There’s been considerable growth in St Lucia since 1979. For one the population has increased, and the various sectors of the economy have blossomed. The banana industry has declined, but tourism has grown, or so we are told. We have expanded and modernized much of our infrastructure with buildings and services, highways and institutions. Indeed, someone coming back to St Lucia for the first time in a while would marvel at some of our accomplishments. Despite the challenging times, especially in the last decade, St Lucia has still been able to give the impression of a bustling little country, ready for takeoff.
The same, however, cannot be said for the people of St Lucia. Thirty eight years of independence has not brought with it maturity in our people to match the advancements that have been made elsewhere. If anything, there has been a sharp decline in our state of maturity that is now tearing us apart, reducing us to a nation of enemies, rather than countrymen and women moving with a common purpose.

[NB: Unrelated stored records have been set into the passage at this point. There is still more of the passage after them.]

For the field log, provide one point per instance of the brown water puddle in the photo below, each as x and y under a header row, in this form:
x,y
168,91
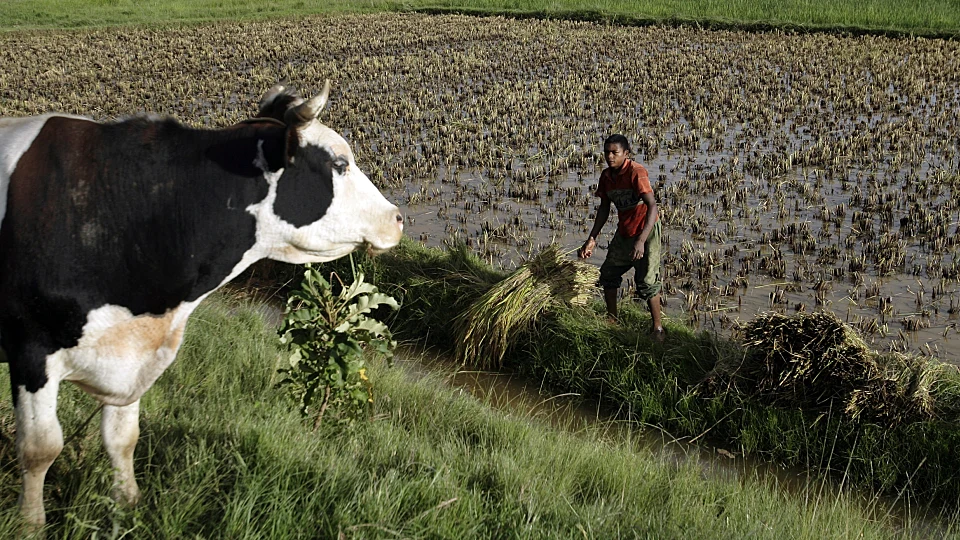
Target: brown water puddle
x,y
572,412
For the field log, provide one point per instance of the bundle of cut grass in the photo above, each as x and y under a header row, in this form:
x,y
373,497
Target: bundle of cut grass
x,y
491,323
815,361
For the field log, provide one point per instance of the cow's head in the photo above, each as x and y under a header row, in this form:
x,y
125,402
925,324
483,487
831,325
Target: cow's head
x,y
321,206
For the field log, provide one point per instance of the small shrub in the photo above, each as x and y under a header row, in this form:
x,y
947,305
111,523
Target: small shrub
x,y
325,334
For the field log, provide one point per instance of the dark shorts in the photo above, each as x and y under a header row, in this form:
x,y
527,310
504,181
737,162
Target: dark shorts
x,y
647,269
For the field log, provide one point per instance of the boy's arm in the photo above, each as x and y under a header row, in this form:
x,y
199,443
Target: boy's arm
x,y
651,220
603,212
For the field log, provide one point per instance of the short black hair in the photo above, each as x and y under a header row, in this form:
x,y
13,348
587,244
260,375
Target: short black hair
x,y
617,138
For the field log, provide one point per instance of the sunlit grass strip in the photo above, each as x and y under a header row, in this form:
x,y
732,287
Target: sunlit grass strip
x,y
574,350
223,454
928,18
497,319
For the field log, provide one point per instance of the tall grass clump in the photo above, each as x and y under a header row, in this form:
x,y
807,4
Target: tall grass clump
x,y
499,316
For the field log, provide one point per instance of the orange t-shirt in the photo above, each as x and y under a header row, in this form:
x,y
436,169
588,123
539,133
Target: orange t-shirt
x,y
624,187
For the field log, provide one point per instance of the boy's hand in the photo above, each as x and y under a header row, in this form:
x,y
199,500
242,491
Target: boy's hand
x,y
587,249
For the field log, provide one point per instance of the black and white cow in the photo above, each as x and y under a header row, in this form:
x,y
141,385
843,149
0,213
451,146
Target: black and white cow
x,y
111,234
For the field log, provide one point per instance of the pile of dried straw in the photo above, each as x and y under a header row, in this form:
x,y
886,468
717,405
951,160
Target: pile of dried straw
x,y
816,362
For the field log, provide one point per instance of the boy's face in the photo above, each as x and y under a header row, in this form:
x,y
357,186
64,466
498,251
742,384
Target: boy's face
x,y
614,154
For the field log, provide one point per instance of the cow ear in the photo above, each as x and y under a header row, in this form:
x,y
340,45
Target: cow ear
x,y
307,112
242,156
277,101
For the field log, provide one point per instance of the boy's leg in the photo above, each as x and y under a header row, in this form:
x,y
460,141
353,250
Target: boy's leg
x,y
611,271
648,280
610,298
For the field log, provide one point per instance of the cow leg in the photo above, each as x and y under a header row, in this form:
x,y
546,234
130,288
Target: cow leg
x,y
39,442
120,428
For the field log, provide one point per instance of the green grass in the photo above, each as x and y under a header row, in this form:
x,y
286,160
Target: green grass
x,y
224,455
928,17
659,384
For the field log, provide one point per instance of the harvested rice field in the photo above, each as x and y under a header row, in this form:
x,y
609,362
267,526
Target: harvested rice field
x,y
795,172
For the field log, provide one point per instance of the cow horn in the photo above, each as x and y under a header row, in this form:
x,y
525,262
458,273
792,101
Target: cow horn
x,y
309,110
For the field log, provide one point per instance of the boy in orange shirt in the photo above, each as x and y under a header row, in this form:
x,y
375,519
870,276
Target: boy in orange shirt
x,y
636,243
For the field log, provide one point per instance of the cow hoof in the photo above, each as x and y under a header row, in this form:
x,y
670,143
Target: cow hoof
x,y
128,497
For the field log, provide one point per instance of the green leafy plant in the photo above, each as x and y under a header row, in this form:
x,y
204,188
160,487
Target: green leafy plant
x,y
326,333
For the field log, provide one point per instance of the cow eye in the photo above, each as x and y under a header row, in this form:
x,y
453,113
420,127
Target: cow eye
x,y
340,165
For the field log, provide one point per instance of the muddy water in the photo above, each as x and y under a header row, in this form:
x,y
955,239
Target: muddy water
x,y
572,412
718,268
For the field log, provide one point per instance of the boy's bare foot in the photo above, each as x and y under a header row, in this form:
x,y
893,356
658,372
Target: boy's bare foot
x,y
658,334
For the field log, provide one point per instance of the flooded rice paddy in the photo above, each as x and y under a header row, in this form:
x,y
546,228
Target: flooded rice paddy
x,y
794,172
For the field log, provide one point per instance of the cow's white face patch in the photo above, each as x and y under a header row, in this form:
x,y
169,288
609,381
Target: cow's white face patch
x,y
358,213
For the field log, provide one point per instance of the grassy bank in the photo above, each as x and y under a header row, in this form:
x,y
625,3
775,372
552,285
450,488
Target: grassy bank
x,y
223,455
661,384
929,17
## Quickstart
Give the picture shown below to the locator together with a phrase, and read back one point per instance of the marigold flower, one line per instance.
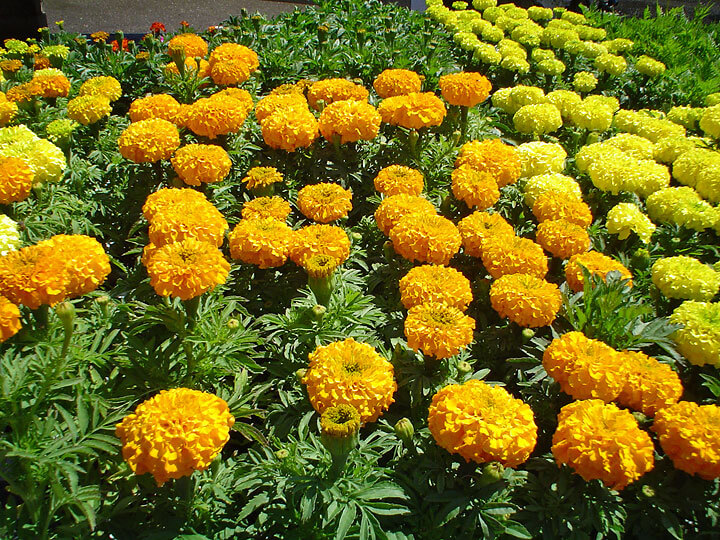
(482, 423)
(397, 82)
(187, 268)
(316, 238)
(492, 156)
(478, 227)
(435, 283)
(466, 88)
(601, 442)
(332, 90)
(438, 330)
(149, 140)
(393, 208)
(232, 64)
(650, 385)
(478, 189)
(350, 373)
(261, 241)
(351, 120)
(324, 202)
(525, 299)
(174, 433)
(197, 163)
(425, 238)
(413, 111)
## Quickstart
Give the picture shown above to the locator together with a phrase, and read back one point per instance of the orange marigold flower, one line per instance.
(585, 368)
(601, 442)
(525, 299)
(149, 140)
(562, 239)
(316, 238)
(350, 120)
(425, 238)
(232, 64)
(264, 242)
(413, 111)
(690, 435)
(398, 179)
(482, 423)
(650, 385)
(477, 189)
(397, 82)
(493, 156)
(433, 283)
(466, 88)
(9, 319)
(174, 433)
(187, 269)
(324, 202)
(478, 227)
(597, 264)
(350, 373)
(513, 255)
(16, 179)
(438, 330)
(331, 90)
(197, 163)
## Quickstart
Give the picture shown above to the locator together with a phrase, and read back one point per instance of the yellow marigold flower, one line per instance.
(187, 269)
(552, 205)
(351, 120)
(290, 129)
(413, 111)
(597, 264)
(193, 45)
(9, 319)
(156, 106)
(316, 238)
(650, 385)
(85, 261)
(274, 102)
(350, 373)
(686, 278)
(478, 227)
(482, 423)
(601, 442)
(262, 207)
(16, 179)
(434, 283)
(174, 433)
(88, 109)
(425, 238)
(397, 82)
(492, 156)
(478, 189)
(399, 179)
(585, 368)
(525, 299)
(395, 207)
(503, 254)
(324, 202)
(264, 242)
(32, 276)
(197, 163)
(562, 239)
(331, 90)
(438, 330)
(149, 140)
(104, 86)
(466, 88)
(232, 64)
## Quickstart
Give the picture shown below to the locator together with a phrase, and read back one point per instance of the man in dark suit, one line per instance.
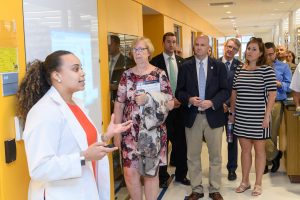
(231, 47)
(170, 62)
(202, 89)
(118, 63)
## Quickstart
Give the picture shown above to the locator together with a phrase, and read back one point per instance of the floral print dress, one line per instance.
(126, 94)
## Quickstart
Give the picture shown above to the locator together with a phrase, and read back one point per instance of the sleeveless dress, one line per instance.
(252, 87)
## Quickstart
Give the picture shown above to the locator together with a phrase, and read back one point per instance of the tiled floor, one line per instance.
(276, 186)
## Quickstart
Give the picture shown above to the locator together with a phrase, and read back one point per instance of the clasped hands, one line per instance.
(141, 99)
(203, 104)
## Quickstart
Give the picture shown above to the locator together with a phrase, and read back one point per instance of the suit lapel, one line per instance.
(76, 128)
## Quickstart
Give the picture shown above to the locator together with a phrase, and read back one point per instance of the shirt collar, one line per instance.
(224, 60)
(204, 61)
(166, 56)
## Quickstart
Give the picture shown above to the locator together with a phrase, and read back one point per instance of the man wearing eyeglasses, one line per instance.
(231, 47)
(283, 80)
(202, 89)
(170, 62)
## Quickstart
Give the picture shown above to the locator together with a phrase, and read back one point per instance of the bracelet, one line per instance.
(82, 159)
(104, 138)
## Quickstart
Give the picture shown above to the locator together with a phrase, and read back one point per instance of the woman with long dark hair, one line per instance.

Take the matter of the appointment of a deputy speaker for the House of Assembly. Should the government by now, not have demonstrated its maturity, by calling off the stalemate that exists and appoint one of its own to the position? On the other hand, should the opposition itself not have grasped the opportunity to share in the leadership of this chamber of parliament, and give some sense of bipartisanship at the top of the order? Instead both sides continue to play silly games over the appointment, one even wanting to go to court over it.
But our lack of maturity extends into the public domain as well. For starters, are there any regulations here governing radio and television broadcasting? It does not seem so, considering what we have been hearing. Does the very abusive and obscene tirade that we witnessed earlier in the week on television, constitute maturity in our media? Will anyone be held accountable for this blatant insult to the integrity of the viewers?
Then there is the equally despicable and offensive clash between two St Lucians both based overseas that had social media on fire some days ago. Indeed, social media has become a free-for-all, where people can be abused and defamed at will. In some respects this kind of content is now making its way into mainstream media and this is frightening. Even some of our announcers and show hosts these days are presenting programmes and leading discussions on issues that demonstrate their lack of maturity in handling such issues.
Our lack of maturity also shows up in the way we react and respond to provocation or any kind of confrontation. The fact that we have recorded 15 homicides so far for the year, does not give the impression of a people capable of resolving issues or difficulties with any degree of maturity.
Immaturity also leads to indiscipline and shows its head when public servants leak confidential documents into the public domain for the purpose of creating political mischief, when we ignore traffic lights, urinate in public places, disturb others with loud music, destroy public property or refuse to accept correction.
A lot of our people still give the impression of not knowing basic right from wrong and that comes across very clearly in some of the contributions that we hear to call-in programmes on radio and television. People do not understand that they need to educate themselves on issues before they can give an informed opinion about anything.
We have a lot to correct in this country if we are to truly say that we are growing or maturing along with it. Independence gave us the right to conduct our own affairs. It’s time we begin to do this.